05. The Event Loop & Nonblocking IO

There are 3 ways to deal with concurrent connections in server-side network programming. They are: forking, multi-threading, and event loops. Forking creates new processes for each client connection to achieve concurrency. Multi-threading uses threads instead of processes. An event loop uses polling and nonblocking IO and usually runs on a single thread. Due to the overhead of processes and threads, most modern production-grade software uses event loops for networking.

The simplified pseudo-code for the event loop of our server is:

all_fds = [...]
while True:
    active_fds = poll(all_fds)
    for each fd in active_fds:
        do_something_with(fd)

def do_something_with(fd):
    if fd is a listening socket:
        add_new_client(fd)
    elif fd is a client connection:
        while work_not_done(fd):
            do_something_to_client(fd)

def do_something_to_client(fd):
    if should_read_from(fd):
        data = read_until_EAGAIN(fd)
        process_incoming_data(data)
    while should_write_to(fd):
        write_until_EAGAIN(fd)
    if should_close(fd):
        destroy_client(fd)

Instead of just doing things (reading, writing, or accepting) with fds, we use the poll operation to tell us which fd can be operated immediately without blocking. When we perform an IO operation on an fd, the operation should be performed in the nonblocking mode.

In blocking mode, read blocks the caller when there are no data in the kernel, write blocks when the write buffer is full, and accept blocks when there are no new connections in the kernel queue. In nonblocking mode, those operations either success without blocking, or fail with the errno EAGAIN, which means “not ready”. Nonblocking operations that fail with EAGAIN must be retried after the readiness was notified by the poll.

The poll is the sole blocking operation in an event loop, everything else must be nonblocking; thus, a single thread can handle multiple concurrent connections. All blocking networking IO APIs, such as read, write, and accept, have a nonblocking mode. APIs that do not have a nonblocking mode, such as gethostbyname, and disk IOs, should be performed in thread pools, which will be covered in later chapters. Also, timers must be implemented within the event loop since we can’t sleep waiting inside the event loop.

The syscall for setting an fd to nonblocking mode is fcntl:

static void fd_set_nb(int fd) {
    errno = 0;
    int flags = fcntl(fd, F_GETFL, 0);
    if (errno) {
        die("fcntl error");
        return;
    }

    flags |= O_NONBLOCK;

    errno = 0;
    (void)fcntl(fd, F_SETFL, flags);
    if (errno) {
        die("fcntl error");
    }
}

On Linux, besides the poll syscall, there are also select and epoll.

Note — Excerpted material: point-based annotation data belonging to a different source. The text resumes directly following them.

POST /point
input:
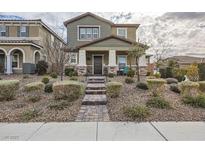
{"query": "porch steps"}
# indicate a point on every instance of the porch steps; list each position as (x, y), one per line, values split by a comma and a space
(95, 93)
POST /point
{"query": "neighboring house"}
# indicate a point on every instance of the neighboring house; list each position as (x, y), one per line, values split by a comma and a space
(101, 45)
(22, 43)
(185, 61)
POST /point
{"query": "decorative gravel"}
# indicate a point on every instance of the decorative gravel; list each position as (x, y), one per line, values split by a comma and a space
(131, 96)
(11, 111)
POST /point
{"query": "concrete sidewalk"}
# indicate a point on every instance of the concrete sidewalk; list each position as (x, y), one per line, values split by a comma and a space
(103, 131)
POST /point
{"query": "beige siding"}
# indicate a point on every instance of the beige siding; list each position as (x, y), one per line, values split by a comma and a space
(105, 29)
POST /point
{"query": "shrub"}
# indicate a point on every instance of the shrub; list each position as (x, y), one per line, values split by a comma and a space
(156, 86)
(136, 112)
(49, 88)
(189, 88)
(70, 72)
(26, 76)
(41, 67)
(195, 101)
(202, 86)
(158, 102)
(192, 72)
(142, 85)
(34, 91)
(174, 87)
(54, 75)
(59, 105)
(74, 78)
(179, 73)
(129, 80)
(201, 67)
(131, 73)
(45, 80)
(29, 114)
(111, 75)
(70, 90)
(157, 75)
(171, 80)
(113, 89)
(8, 89)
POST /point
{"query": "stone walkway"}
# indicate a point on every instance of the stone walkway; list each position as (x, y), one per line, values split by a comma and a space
(94, 103)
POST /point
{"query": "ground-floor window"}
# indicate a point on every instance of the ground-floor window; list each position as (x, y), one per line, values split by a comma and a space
(15, 61)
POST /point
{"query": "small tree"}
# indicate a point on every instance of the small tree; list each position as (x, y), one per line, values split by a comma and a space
(57, 55)
(136, 51)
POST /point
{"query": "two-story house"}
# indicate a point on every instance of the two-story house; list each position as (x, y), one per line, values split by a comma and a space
(102, 45)
(22, 43)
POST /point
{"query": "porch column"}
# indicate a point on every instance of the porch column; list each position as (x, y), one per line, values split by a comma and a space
(112, 66)
(82, 68)
(8, 64)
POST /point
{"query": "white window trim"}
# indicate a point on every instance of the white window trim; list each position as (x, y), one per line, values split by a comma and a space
(121, 35)
(17, 61)
(3, 31)
(125, 59)
(76, 58)
(91, 26)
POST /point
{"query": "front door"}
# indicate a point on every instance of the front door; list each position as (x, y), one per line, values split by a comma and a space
(98, 65)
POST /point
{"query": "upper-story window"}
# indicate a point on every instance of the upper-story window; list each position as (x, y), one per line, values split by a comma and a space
(122, 32)
(2, 30)
(23, 31)
(89, 33)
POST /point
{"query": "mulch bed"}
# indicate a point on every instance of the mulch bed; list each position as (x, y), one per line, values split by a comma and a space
(11, 111)
(132, 96)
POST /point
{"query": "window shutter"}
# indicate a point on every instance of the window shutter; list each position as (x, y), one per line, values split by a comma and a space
(27, 31)
(7, 31)
(18, 31)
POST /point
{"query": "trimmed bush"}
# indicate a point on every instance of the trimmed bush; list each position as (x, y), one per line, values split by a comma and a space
(136, 112)
(45, 80)
(41, 67)
(158, 102)
(49, 88)
(113, 89)
(111, 75)
(193, 72)
(156, 86)
(195, 101)
(202, 86)
(131, 73)
(189, 88)
(8, 89)
(29, 114)
(70, 90)
(34, 91)
(73, 78)
(129, 80)
(71, 72)
(171, 80)
(142, 85)
(175, 88)
(157, 75)
(54, 75)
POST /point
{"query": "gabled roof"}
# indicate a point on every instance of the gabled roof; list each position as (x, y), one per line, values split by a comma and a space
(87, 14)
(35, 21)
(99, 18)
(106, 38)
(25, 42)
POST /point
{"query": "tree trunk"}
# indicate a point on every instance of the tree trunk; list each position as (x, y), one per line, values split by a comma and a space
(137, 67)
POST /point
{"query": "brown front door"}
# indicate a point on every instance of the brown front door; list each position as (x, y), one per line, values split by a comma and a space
(98, 65)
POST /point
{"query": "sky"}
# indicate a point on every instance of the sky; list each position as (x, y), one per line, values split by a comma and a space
(175, 33)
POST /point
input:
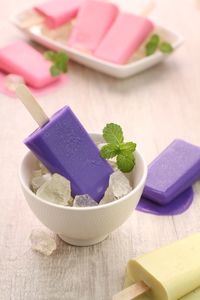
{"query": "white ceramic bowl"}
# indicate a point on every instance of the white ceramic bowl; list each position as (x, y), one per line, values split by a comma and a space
(83, 226)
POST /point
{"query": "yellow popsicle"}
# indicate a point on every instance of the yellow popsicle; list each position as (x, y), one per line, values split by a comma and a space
(171, 272)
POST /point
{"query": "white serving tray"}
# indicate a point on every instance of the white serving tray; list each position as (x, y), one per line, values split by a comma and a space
(138, 63)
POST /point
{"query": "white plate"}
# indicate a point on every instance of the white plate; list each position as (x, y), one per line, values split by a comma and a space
(137, 64)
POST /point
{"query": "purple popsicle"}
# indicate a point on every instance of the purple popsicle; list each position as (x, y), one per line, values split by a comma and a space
(179, 205)
(172, 172)
(64, 147)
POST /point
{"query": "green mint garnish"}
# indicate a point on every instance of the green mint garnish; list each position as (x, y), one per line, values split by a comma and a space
(60, 62)
(155, 44)
(113, 134)
(152, 44)
(166, 47)
(115, 147)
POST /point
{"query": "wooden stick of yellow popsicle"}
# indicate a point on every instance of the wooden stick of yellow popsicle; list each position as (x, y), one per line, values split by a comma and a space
(132, 291)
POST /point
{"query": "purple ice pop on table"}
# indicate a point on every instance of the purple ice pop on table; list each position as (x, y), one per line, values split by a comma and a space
(172, 172)
(168, 189)
(64, 147)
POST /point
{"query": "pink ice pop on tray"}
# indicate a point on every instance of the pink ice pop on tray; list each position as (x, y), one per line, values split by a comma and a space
(21, 59)
(124, 37)
(58, 12)
(93, 21)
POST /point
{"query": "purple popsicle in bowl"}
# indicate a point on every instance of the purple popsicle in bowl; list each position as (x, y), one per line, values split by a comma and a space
(64, 147)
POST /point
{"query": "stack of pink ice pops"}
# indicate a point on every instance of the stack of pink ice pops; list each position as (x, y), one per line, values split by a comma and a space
(100, 27)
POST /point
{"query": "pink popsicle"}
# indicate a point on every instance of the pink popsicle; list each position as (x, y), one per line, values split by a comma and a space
(58, 12)
(124, 38)
(93, 21)
(21, 59)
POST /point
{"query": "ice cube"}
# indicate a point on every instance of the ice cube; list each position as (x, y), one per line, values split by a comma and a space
(120, 184)
(84, 201)
(56, 190)
(42, 242)
(38, 181)
(108, 196)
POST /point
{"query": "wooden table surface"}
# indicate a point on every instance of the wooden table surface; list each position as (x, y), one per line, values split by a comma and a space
(153, 108)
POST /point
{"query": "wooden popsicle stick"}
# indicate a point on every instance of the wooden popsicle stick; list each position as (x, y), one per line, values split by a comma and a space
(31, 104)
(132, 291)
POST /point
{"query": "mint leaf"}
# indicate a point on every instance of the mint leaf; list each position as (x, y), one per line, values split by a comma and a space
(124, 152)
(166, 47)
(127, 147)
(50, 55)
(113, 134)
(109, 151)
(125, 162)
(59, 62)
(152, 44)
(55, 71)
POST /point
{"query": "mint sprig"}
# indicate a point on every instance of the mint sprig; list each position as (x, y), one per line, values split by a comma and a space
(115, 147)
(155, 44)
(59, 62)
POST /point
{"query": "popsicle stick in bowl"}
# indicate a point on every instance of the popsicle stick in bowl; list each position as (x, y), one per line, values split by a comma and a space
(132, 291)
(31, 104)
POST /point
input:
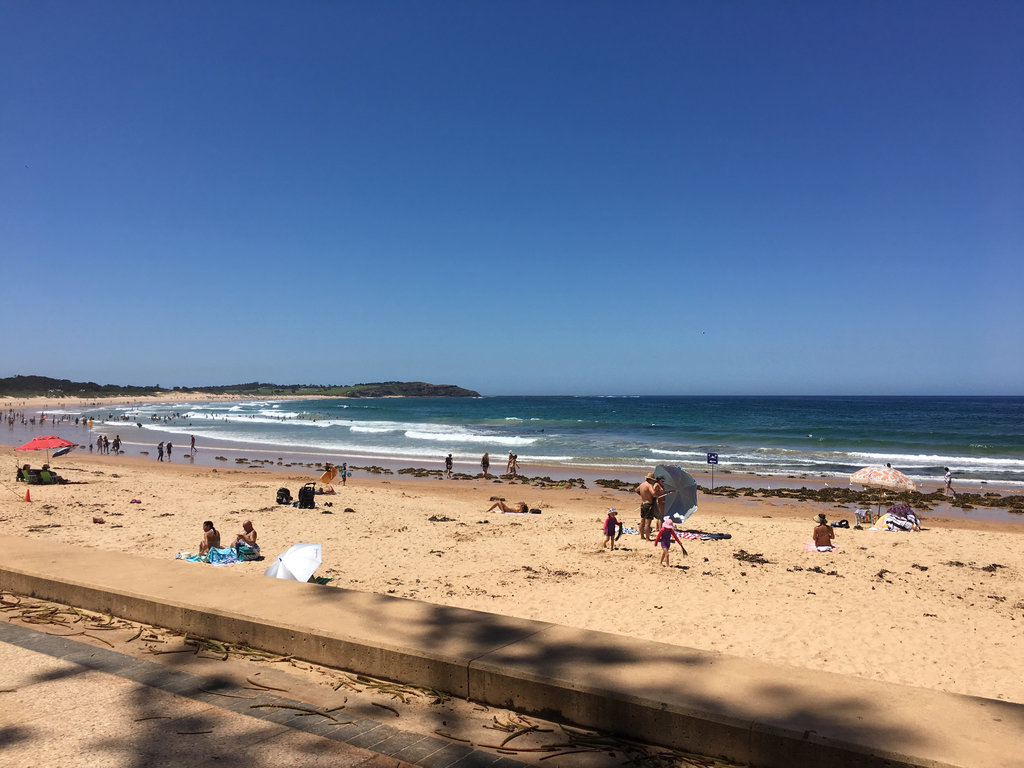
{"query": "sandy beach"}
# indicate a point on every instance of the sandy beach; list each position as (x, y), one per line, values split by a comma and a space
(942, 608)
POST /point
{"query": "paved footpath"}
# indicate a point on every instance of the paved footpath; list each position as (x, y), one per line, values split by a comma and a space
(68, 704)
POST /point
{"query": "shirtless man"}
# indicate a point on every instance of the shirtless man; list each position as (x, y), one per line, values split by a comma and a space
(248, 536)
(210, 538)
(659, 496)
(648, 505)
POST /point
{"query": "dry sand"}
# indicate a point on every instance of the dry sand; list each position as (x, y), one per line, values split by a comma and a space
(942, 608)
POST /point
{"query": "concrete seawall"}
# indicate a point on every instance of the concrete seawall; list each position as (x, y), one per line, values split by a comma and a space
(737, 709)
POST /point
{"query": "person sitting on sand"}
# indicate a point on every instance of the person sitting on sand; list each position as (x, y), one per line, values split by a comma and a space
(245, 543)
(520, 508)
(248, 536)
(823, 535)
(610, 523)
(211, 538)
(664, 537)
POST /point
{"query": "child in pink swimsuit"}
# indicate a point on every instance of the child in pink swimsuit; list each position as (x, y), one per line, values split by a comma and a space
(664, 537)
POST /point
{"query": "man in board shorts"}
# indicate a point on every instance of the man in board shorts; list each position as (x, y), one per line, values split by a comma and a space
(648, 505)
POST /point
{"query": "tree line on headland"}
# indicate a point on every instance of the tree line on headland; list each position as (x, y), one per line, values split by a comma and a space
(43, 386)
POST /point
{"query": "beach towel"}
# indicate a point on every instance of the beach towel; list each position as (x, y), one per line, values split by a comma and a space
(216, 556)
(809, 547)
(702, 536)
(245, 552)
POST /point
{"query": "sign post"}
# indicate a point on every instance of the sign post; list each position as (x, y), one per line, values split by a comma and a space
(713, 460)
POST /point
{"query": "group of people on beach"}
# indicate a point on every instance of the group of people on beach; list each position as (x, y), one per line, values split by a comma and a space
(511, 467)
(651, 493)
(245, 543)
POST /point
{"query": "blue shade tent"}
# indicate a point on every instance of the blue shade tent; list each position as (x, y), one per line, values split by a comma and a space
(681, 492)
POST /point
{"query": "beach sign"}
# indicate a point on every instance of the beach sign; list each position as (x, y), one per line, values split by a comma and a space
(712, 460)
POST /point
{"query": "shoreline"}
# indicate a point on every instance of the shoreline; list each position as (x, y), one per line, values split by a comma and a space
(285, 457)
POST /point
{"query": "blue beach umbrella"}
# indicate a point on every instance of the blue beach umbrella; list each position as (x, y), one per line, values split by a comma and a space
(681, 492)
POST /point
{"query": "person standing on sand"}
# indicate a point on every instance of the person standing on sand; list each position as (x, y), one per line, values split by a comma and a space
(610, 524)
(659, 495)
(210, 539)
(664, 538)
(648, 505)
(823, 535)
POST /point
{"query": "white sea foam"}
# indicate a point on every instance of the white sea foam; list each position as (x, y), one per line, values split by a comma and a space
(415, 434)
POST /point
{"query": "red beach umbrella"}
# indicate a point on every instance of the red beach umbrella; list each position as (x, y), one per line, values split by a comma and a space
(46, 442)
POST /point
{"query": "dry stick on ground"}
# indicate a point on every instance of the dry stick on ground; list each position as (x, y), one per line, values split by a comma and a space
(263, 686)
(219, 693)
(308, 710)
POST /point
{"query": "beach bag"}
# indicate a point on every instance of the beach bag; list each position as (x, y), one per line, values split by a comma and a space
(306, 494)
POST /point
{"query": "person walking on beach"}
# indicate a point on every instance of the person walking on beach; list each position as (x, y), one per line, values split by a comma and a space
(823, 535)
(664, 539)
(611, 523)
(648, 505)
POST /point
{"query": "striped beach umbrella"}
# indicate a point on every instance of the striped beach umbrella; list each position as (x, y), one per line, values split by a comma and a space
(883, 477)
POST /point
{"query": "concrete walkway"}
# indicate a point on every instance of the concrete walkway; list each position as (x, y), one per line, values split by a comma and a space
(69, 704)
(741, 710)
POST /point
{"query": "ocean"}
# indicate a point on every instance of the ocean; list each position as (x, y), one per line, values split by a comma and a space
(981, 439)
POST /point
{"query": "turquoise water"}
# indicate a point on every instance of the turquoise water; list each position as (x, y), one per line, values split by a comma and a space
(980, 438)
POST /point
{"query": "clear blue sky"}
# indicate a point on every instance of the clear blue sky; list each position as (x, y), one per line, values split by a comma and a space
(530, 198)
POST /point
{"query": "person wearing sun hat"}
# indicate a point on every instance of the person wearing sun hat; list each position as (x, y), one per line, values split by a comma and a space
(823, 534)
(665, 536)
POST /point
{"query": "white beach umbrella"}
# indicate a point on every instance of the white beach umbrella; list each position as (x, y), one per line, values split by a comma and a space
(681, 492)
(297, 564)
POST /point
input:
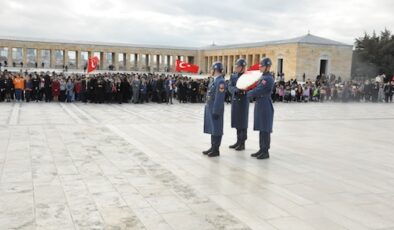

The ancient select syscall is basically the same as the poll, except that the maximum fd number is limited to a small number, which makes it obsolete in modern applications. The epoll API consists of 3 syscalls: epoll_create, epoll_wait, and epoll_ctl. The epoll API is stateful, instead of supplying a set of fds as a syscall argument, epoll_ctl was used to manipulate an fd set created by epoll_create, which the epoll_wait is operating on.

We’ll use the poll syscall in the next chapter since it’s slightly less code than the stateful epoll API. However, the epoll API is preferable in real-world projects since the argument for the poll can become too large as the number of fds increases.